If there are many cars within same distance to rider how does guber decide who gets the job? Do they have some ryhme or reason and give it to the high scoring driver first. Do you think they have a system that calculates your recent fares and doles out long rides and short rides based on activity over the day-week,etc. or does that seem too complex. Any thoughts or conjectures?


----------



## SeanP (Jan 22, 2015)

I think Uber assigns the driver who is closest. The locations that Uber has on its drivers is probably a lot more accurate the the car icons a rider sees in their app. So even if its looks like two drivers are equidistant to a rider, the Uber server can calculate which one is closest. I assume they use longitude and latitude positions of each car and calculate distance to pick up location. 

However, The surge price system probably has a much more complex algorith.


----------



## Choochie (Jan 4, 2015)

SeanP said:


> I think Uber assigns the driver who is closest. The locations that Uber has on its drivers is probably a lot more accurate the the car icons a rider sees in their app. So even if its looks like two drivers are equidistant to a rider, the Uber server can calculate which one is closest. I assume they use longitude and latitude positions of each car and calculate distance to pick up location.
> 
> However, The surge price system probably has a much more complex algorith.

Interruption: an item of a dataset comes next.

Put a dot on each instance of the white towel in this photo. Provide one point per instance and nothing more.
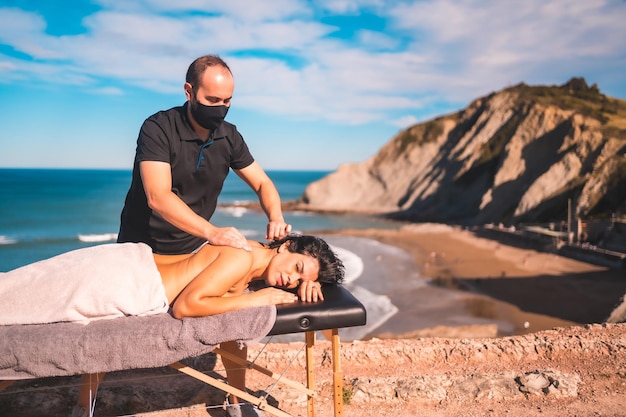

Well I was in Dukin Donuts around 1:45am and I got a ping and the guy sitting next to me says, oh you too? Had I known he was a driver I would have asked him more about how many rides, etc. he did and for how long. So we were equidistant but who knows why they pinged me. This may be score driven or more complex such as how many drives you've been given. We may never know. Everything is just conjecture at this point.


----------



## fork2323 (Aug 27, 2014)

I also feel if both same distance the driver who has gone longer without a ride will get it. I noticed usually as soon as I log on I get a ride, and if a long one, nothing for a long time,. they seem to spread them out.


----------



## Choochie (Jan 4, 2015)

Seems logical. Might also have something to do with cancellation rate.


----------



## cybertec69 (Jul 23, 2014)

The matrix, loved it, lol.


----------



## Choochie (Jan 4, 2015)

Wish I had seen it - sounds like a good analogy by your response.


----------



## cybertec69 (Jul 23, 2014)

www.amazon.com/Complete-Trilogy-Reloaded-Revolutions-Blu-ray/dp/B001CEE1YE/ref=sr_1_1?ie=UTF8&qid=1422200328&sr=8-1&keywords=the+matrix+trilogy


----------



## Choochie (Jan 4, 2015)

Thanks for the link. You have peaked my interest - perhaps one day. 
"Neo (Keanu Reeves) seeks the truth about the Matrix. Only one man has the answer, an elusive dangerous man who is known as Morpheus (Laurence Fishburne). A stranger called Trinity (Carrie-Anne Moss) invites Neo to follow a white rabbit which guides him into a parallel world. Reality is a world run by artificially intelligent machines w". 
Review sounds good.


----------



## cybertec69 (Jul 23, 2014)

Choochie said:


> Thanks for the link. You have peaked my interest - perhaps one day.
> "Neo (Keanu Reeves) seeks the truth about the Matrix. Only one man has the answer, an elusive dangerous man who is known as Morpheus (Laurence Fishburne). A stranger called Trinity (Carrie-Anne Moss) invites Neo to follow a white rabbit which guides him into a parallel world. Reality is a world run by artificially intelligent machines w".
> Review sounds good.


Just like uber, uber are the machine that is controlling the virtual world the uber drivers live in. We need a chosen one to destroy this uber machine.


----------



## Choochie (Jan 4, 2015)

I see the parallel.


----------